Not to be too pedantic but I think a moran is a harmless carpet snake (but good tucker) and a snek is generally of the venomous kind.

Most languages make a distinction between the poisonous snake and the fangless variety - wonder why Tok Pisin and Motu = gaigai - don't?

Peter Kranz

Another PNG snaky encounter - this time a peaceful one.

We were staying an Loloata Island resort one weekend and spent a fascinating time watching red-banded sea snakes come out of the water and on to the beach to dig holes and lay their eggs. While they are sea creatures, they have to come on to land to lay eggs - like turtles.

Loloata is a great place and is kept as a wildlife reserve. You can see tree kangaroos, cuscus, giant Guria pigeons and all sorts of other wildlife going about their business quite peacefully - all only a few kilometres from Town.

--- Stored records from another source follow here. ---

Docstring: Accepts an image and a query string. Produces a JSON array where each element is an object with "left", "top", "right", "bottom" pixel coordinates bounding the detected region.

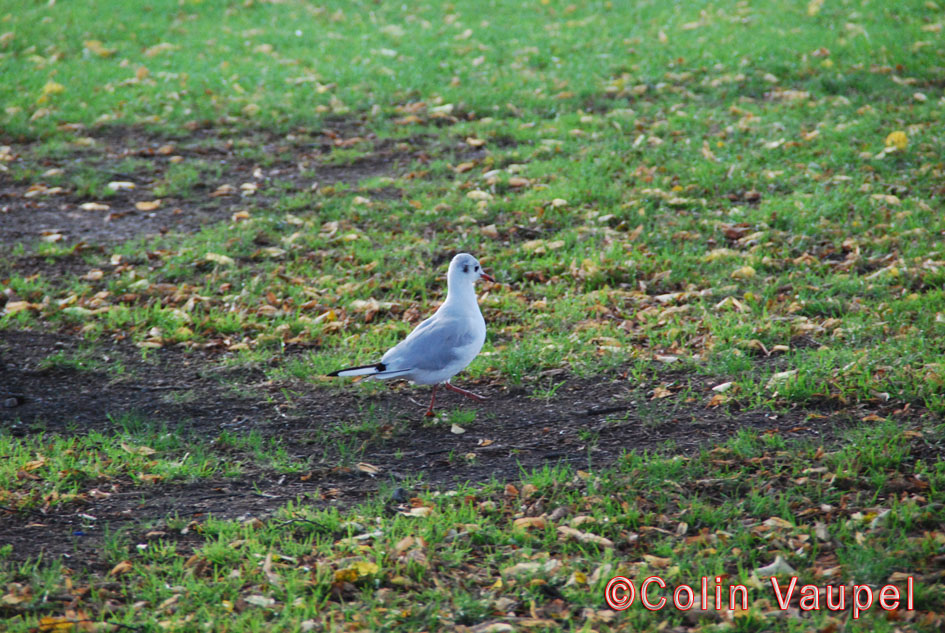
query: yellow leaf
[
  {"left": 144, "top": 42, "right": 177, "bottom": 57},
  {"left": 43, "top": 81, "right": 66, "bottom": 97},
  {"left": 135, "top": 200, "right": 161, "bottom": 211},
  {"left": 108, "top": 560, "right": 131, "bottom": 576},
  {"left": 351, "top": 560, "right": 381, "bottom": 577},
  {"left": 204, "top": 253, "right": 236, "bottom": 266},
  {"left": 79, "top": 202, "right": 111, "bottom": 211},
  {"left": 355, "top": 462, "right": 381, "bottom": 475},
  {"left": 512, "top": 517, "right": 548, "bottom": 530},
  {"left": 39, "top": 617, "right": 75, "bottom": 633},
  {"left": 82, "top": 40, "right": 117, "bottom": 57}
]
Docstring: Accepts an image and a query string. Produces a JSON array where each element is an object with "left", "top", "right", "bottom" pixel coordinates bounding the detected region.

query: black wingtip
[{"left": 325, "top": 363, "right": 387, "bottom": 378}]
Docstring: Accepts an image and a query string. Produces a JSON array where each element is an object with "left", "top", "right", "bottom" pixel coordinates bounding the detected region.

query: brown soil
[
  {"left": 0, "top": 125, "right": 920, "bottom": 569},
  {"left": 0, "top": 331, "right": 888, "bottom": 568},
  {"left": 0, "top": 122, "right": 484, "bottom": 250}
]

Thoroughly recommended for anyone visiting Mosbi. They also keep a good collection of books about PNG - great for rainy afternoons in the wet season.

Peter Kranz

Michael - quite right. Although this was funny at the time I believe all wild life should be treated with respect and left alone.

So by all means chase the muran away from towns and villages, but let them live at peace in the bush where they fulfill an important ecological role.

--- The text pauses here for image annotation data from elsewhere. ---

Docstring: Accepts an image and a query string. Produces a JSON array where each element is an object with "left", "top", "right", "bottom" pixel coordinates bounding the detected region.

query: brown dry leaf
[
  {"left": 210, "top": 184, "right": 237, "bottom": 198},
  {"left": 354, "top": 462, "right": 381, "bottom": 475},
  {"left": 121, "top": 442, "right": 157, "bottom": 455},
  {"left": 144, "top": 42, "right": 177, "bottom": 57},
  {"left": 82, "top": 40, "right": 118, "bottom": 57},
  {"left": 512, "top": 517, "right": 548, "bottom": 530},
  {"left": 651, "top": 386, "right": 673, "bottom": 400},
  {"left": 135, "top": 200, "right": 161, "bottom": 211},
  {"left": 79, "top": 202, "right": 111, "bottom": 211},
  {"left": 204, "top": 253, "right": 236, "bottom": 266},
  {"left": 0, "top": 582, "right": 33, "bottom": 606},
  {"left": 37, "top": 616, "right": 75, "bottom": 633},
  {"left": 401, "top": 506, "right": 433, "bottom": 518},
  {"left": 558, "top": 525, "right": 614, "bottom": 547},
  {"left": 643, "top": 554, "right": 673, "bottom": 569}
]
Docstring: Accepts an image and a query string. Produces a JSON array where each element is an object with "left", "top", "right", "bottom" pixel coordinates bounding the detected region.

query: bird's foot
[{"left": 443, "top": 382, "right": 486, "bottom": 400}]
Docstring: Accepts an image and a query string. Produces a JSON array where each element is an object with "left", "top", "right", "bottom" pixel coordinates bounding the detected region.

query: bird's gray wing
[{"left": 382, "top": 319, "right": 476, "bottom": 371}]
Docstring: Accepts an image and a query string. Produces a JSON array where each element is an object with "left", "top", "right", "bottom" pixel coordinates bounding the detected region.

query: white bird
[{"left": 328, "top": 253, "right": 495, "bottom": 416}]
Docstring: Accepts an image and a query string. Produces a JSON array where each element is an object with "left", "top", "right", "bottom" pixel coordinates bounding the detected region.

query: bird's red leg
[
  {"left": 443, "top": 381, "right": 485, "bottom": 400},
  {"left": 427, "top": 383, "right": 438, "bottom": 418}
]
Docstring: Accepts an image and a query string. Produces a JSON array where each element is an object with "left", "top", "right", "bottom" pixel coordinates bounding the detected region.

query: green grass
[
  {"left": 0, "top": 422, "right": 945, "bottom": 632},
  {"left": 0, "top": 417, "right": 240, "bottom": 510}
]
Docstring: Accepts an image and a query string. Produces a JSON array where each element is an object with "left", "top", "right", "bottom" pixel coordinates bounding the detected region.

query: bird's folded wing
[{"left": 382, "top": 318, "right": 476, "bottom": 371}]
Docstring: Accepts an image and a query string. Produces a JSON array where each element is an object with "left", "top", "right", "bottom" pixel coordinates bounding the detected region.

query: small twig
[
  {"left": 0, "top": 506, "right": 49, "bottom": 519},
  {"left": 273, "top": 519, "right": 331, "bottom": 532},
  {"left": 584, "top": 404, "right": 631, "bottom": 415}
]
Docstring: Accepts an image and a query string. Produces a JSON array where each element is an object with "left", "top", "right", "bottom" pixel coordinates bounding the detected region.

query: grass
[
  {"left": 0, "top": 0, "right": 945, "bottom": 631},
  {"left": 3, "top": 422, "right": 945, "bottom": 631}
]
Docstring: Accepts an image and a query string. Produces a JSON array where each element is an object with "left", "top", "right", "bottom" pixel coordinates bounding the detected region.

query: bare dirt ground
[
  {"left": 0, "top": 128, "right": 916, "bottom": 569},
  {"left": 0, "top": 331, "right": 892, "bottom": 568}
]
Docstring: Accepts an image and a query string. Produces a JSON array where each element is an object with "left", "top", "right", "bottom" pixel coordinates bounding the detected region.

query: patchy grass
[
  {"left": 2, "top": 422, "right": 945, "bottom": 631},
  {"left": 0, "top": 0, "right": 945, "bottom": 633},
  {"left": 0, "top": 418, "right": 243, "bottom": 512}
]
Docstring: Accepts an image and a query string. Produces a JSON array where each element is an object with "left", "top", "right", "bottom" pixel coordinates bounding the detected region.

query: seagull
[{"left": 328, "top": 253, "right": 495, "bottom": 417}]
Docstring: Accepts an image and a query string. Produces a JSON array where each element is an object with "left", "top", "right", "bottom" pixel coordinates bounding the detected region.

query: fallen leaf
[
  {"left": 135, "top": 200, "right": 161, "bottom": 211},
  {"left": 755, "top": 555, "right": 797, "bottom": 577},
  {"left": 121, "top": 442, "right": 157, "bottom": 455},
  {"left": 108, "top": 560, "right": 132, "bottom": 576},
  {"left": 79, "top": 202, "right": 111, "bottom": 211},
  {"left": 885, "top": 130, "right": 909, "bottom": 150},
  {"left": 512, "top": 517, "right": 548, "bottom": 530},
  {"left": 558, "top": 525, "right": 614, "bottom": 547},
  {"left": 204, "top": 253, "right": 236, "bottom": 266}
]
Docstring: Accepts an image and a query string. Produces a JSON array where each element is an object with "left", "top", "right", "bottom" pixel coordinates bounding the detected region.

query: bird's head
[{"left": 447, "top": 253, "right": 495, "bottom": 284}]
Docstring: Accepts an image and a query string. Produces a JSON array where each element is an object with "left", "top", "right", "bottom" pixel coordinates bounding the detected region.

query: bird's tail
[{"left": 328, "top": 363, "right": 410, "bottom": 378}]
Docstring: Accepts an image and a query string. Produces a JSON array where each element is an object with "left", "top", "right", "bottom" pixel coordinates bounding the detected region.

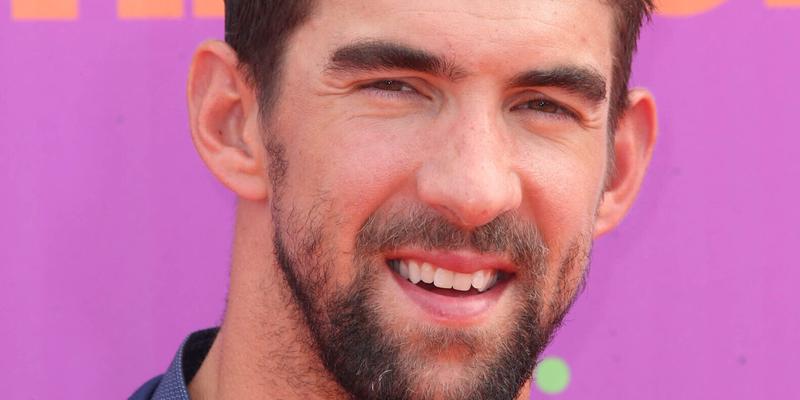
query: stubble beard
[{"left": 267, "top": 137, "right": 591, "bottom": 400}]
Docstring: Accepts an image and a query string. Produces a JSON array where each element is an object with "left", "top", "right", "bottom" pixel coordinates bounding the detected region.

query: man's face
[{"left": 264, "top": 0, "right": 614, "bottom": 399}]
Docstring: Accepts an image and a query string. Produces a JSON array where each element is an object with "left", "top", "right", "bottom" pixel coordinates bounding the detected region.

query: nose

On a more serious note, developing a low-cost and available antivenom against the Papuan Black is much needed. Thankfully good work has been done on this by the University of Melbourne and UPNG.

Researchers from the Australian Venom Research Unit (AVRU) at the University of Melbourne have collaborated with scientists from the University of Papua New Guinea and the University of Costa Rica, to develop new antivenom against the lethal Papuan taipan.

The preclinical studies of this antivenom have been published in the international journal PLoS Neglected Tropical Diseases.

Around 750 people are bitten in PNG each year. PhD candidate David Williams from AVRU, who coordinated the project in PNG, said snakebite is a neglected public health problem compounded by antivenom shortages, poor infrastructure and inadequate health worker training in many of the world’s least developed countries, including PNG.

Michael Dom

Peter Kranz, I am so glad that you chased that snake and did not catch him.

"For he seemed to me again like a king, / Like a king in exile, uncrowned in the underworld, / Now due to be crowned again. / And so, I missed my chance with one of the lords / Of life. / And I have something to expiate: / A pettiness."

One of my all time favourite poems by DH Lawrence, whose style has now influenced my own development.